Getting a new product, getting a new innovation to the patients and populations that need innovations as quickly as possible [is our goal]. So given the breadth of diseases that we are facing our priority is not going to be disease-specific but rather on quickly reaching a new innovation for the people who need it regardless of the disease.
Assuming cures or treatment are forthcoming, the next hurdle would be enabling populations to afford them. What is your fund’s take there?
When we fund a proposal we look at the potential cost of that technology once it is developed. For a vaccine it’s what can be delivered for under a dollar per vial. So that cost is assessed very early in the R&D process to ensure portability and availability once the product is developed.
Today you are announcing grants totaling $5.7 million to six global partnerships working on innovative drugs and vaccines against malaria, tuberculosis (TB) and Chagas disease, with almost half of the money going toward malaria research. What sort of breakthroughs are you hoping to support with this cash infusion?
[Some] will go toward the development of two new drugs for malaria. And these drugs have a mechanism that will allow us to better control and eliminate malaria if they are developed.
How much money has already been doled out from the fund?
Within two months of our launch we announced 13 partnerships for three chemical compounds for drug discovery. Those [were] about a $1 million in total. As part of drug discovery, one of the earlier stages is you take a huge library of chemical compounds and you screen them with an assay for malaria or TB and you see if that chemical compound kills the parasite or bacteria.
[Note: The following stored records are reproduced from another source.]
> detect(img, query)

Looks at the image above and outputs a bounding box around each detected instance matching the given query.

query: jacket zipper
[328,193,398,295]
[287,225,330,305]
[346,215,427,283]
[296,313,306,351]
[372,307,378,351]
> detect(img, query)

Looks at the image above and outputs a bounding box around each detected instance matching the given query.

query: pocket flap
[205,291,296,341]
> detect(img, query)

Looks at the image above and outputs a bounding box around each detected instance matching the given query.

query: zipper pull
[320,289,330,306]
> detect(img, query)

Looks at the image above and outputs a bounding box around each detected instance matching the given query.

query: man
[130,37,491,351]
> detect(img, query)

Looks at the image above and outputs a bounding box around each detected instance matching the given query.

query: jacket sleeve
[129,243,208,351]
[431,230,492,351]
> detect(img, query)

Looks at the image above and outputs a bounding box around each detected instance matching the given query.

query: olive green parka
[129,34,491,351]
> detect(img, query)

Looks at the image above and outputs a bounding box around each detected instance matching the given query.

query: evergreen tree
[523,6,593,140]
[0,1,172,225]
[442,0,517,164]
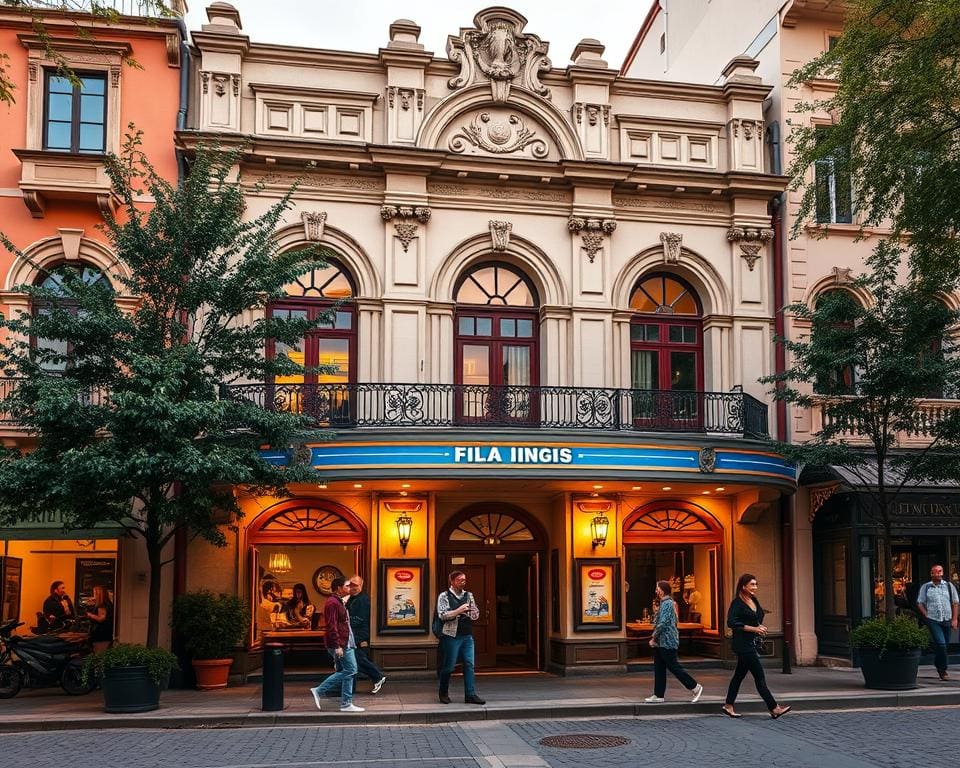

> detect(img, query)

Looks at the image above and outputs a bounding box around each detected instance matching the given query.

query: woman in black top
[87,585,113,651]
[723,573,790,720]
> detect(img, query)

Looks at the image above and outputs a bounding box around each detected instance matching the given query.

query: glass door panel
[460,344,490,419]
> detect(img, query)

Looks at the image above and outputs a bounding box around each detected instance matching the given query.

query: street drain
[539,733,630,749]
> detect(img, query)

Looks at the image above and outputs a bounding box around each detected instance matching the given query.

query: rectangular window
[814,128,853,224]
[43,72,107,154]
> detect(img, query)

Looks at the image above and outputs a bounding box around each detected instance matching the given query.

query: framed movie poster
[377,560,430,635]
[573,558,621,631]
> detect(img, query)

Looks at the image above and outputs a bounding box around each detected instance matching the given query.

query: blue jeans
[440,635,477,697]
[313,648,357,707]
[927,619,950,674]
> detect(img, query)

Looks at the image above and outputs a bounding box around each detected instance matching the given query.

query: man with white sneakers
[347,574,387,693]
[310,577,364,712]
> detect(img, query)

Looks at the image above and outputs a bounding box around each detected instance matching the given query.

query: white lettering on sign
[453,445,573,464]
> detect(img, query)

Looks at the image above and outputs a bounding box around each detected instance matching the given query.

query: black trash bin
[260,643,284,712]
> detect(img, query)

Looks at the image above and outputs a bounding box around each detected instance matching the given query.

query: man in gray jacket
[437,571,486,704]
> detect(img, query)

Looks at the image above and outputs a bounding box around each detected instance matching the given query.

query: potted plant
[850,616,930,691]
[83,643,177,713]
[171,589,250,691]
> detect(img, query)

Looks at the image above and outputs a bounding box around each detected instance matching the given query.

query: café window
[43,72,107,154]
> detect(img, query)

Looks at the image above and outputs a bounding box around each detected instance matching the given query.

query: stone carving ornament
[447,8,551,102]
[448,112,550,160]
[490,221,513,253]
[660,232,683,264]
[567,216,617,264]
[380,205,432,253]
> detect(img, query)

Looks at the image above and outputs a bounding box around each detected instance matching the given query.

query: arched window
[812,288,862,395]
[630,273,703,426]
[32,262,113,372]
[267,260,357,384]
[454,262,539,423]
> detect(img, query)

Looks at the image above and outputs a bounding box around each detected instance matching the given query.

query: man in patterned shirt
[917,565,960,680]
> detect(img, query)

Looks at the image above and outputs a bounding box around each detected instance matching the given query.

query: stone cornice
[176,131,789,199]
[190,32,250,56]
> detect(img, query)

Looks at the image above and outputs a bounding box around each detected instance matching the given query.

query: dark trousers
[653,647,697,699]
[727,651,777,711]
[927,619,950,675]
[356,646,385,682]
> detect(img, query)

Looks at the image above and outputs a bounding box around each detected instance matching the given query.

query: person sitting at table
[286,584,316,629]
[43,581,77,632]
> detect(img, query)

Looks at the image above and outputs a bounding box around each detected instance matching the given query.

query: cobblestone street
[0,707,960,768]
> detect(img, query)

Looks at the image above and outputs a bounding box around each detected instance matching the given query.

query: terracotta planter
[193,659,233,691]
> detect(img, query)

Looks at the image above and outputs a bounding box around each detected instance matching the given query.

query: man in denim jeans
[310,577,364,712]
[917,565,960,680]
[437,571,486,704]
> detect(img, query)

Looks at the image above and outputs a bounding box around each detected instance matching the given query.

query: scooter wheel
[60,662,93,696]
[0,664,23,699]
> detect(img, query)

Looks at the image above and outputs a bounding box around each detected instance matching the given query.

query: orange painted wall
[0,13,180,313]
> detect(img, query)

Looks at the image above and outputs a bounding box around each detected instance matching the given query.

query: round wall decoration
[313,565,343,597]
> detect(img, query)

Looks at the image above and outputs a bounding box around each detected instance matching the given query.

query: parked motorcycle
[0,619,94,699]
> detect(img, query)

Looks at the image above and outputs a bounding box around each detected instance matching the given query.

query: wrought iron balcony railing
[221,383,768,437]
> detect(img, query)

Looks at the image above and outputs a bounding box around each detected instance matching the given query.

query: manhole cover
[539,733,630,749]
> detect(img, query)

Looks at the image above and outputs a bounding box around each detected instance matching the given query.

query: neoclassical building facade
[177,2,796,672]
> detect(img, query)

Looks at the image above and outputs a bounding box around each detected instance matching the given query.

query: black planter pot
[103,667,160,713]
[858,648,920,691]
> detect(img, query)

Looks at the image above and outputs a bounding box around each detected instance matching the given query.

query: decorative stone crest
[660,232,683,264]
[809,483,840,523]
[727,227,773,272]
[447,112,550,160]
[380,205,432,253]
[567,216,617,264]
[831,267,853,285]
[447,7,551,102]
[697,448,717,472]
[490,221,513,253]
[300,211,327,243]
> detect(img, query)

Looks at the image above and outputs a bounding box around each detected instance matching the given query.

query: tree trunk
[144,509,163,648]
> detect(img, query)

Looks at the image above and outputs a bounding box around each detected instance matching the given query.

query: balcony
[23,0,187,18]
[221,383,768,438]
[810,398,960,448]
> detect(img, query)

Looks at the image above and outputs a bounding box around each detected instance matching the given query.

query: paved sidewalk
[0,667,960,732]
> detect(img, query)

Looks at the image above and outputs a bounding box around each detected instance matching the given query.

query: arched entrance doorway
[247,499,367,647]
[623,501,724,657]
[437,502,547,669]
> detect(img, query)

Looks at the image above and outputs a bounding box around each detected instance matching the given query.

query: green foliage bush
[850,616,930,651]
[83,643,179,685]
[170,589,250,659]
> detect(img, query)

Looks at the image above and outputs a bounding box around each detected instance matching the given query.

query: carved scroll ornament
[447,112,550,160]
[447,7,551,102]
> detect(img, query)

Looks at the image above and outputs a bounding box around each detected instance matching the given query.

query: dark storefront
[811,482,960,658]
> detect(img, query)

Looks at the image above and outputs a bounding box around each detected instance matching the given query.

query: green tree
[763,241,960,618]
[0,0,174,104]
[790,0,960,285]
[0,135,323,646]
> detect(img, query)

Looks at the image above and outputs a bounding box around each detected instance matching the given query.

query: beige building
[178,2,795,671]
[622,0,960,664]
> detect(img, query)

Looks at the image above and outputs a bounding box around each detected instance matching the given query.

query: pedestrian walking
[723,573,791,720]
[310,576,364,712]
[644,581,703,704]
[347,574,387,693]
[437,571,486,704]
[917,565,960,680]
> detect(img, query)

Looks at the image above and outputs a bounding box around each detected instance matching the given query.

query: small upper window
[43,72,107,153]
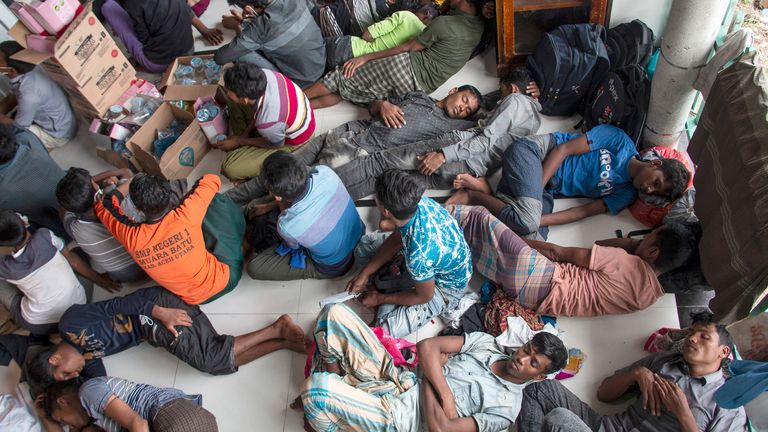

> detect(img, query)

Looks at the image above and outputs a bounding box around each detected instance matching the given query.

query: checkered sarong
[320,52,421,105]
[446,206,555,310]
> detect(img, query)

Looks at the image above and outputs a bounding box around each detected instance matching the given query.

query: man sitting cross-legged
[447,125,690,238]
[248,152,365,280]
[517,312,747,432]
[336,68,541,199]
[446,205,695,316]
[28,287,305,383]
[301,305,568,432]
[347,170,472,338]
[226,85,483,205]
[94,173,245,304]
[41,377,218,432]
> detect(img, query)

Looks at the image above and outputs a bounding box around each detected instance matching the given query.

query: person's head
[0,125,18,164]
[499,66,533,97]
[259,151,309,202]
[56,167,96,215]
[376,169,426,226]
[683,312,733,373]
[413,2,439,25]
[504,332,568,383]
[0,210,27,256]
[43,380,90,429]
[27,342,85,386]
[635,222,696,274]
[128,173,173,221]
[632,159,691,201]
[439,85,483,118]
[224,63,267,105]
[0,41,35,78]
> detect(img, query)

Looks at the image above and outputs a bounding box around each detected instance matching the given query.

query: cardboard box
[8,3,136,118]
[160,54,224,101]
[128,102,211,180]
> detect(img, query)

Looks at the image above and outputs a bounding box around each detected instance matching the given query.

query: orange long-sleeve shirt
[94,174,229,304]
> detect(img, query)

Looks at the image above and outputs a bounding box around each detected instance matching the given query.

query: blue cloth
[715,360,768,409]
[277,165,365,273]
[400,197,472,298]
[551,125,638,215]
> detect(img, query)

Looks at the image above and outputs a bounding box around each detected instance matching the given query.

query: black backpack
[605,20,653,70]
[526,24,610,116]
[582,65,651,144]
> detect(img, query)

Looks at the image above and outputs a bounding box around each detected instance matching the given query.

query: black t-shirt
[120,0,194,64]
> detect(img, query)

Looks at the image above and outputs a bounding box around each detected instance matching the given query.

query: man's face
[683,324,730,365]
[504,342,552,382]
[48,343,85,381]
[632,161,671,195]
[443,90,479,118]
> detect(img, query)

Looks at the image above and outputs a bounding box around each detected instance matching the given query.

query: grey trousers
[516,380,603,432]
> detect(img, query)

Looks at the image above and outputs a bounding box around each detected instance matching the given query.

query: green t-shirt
[351,11,426,57]
[411,10,483,93]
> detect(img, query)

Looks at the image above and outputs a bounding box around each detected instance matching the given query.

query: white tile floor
[10,6,678,432]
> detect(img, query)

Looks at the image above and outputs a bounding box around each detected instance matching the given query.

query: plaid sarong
[446,206,555,310]
[320,52,421,105]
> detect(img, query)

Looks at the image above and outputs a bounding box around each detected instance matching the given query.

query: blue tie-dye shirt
[400,197,472,298]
Another issue with pharmaceutical funding has been the lack of development of new classes of drugs in response to the growth of antibiotic resistance. Does your fund have any interest in moving into that space?
No, not necessarily. That is a huge issue and we are very cognizant of it and that’s a global issue, but we are focused on this constellation of diseases.
However, you are seeing the exact same phenomenon in the treatment of malaria and of TB, where it is the resistance to current treatments that is a major risk to elimination and control. So in essence we are tackling the same problems, but the focus of our diseases is a bit more narrow.
Are you looking at creating any entirely new classes of drugs?
In the case of malaria and TB we are most definitely looking for new classes of drugs.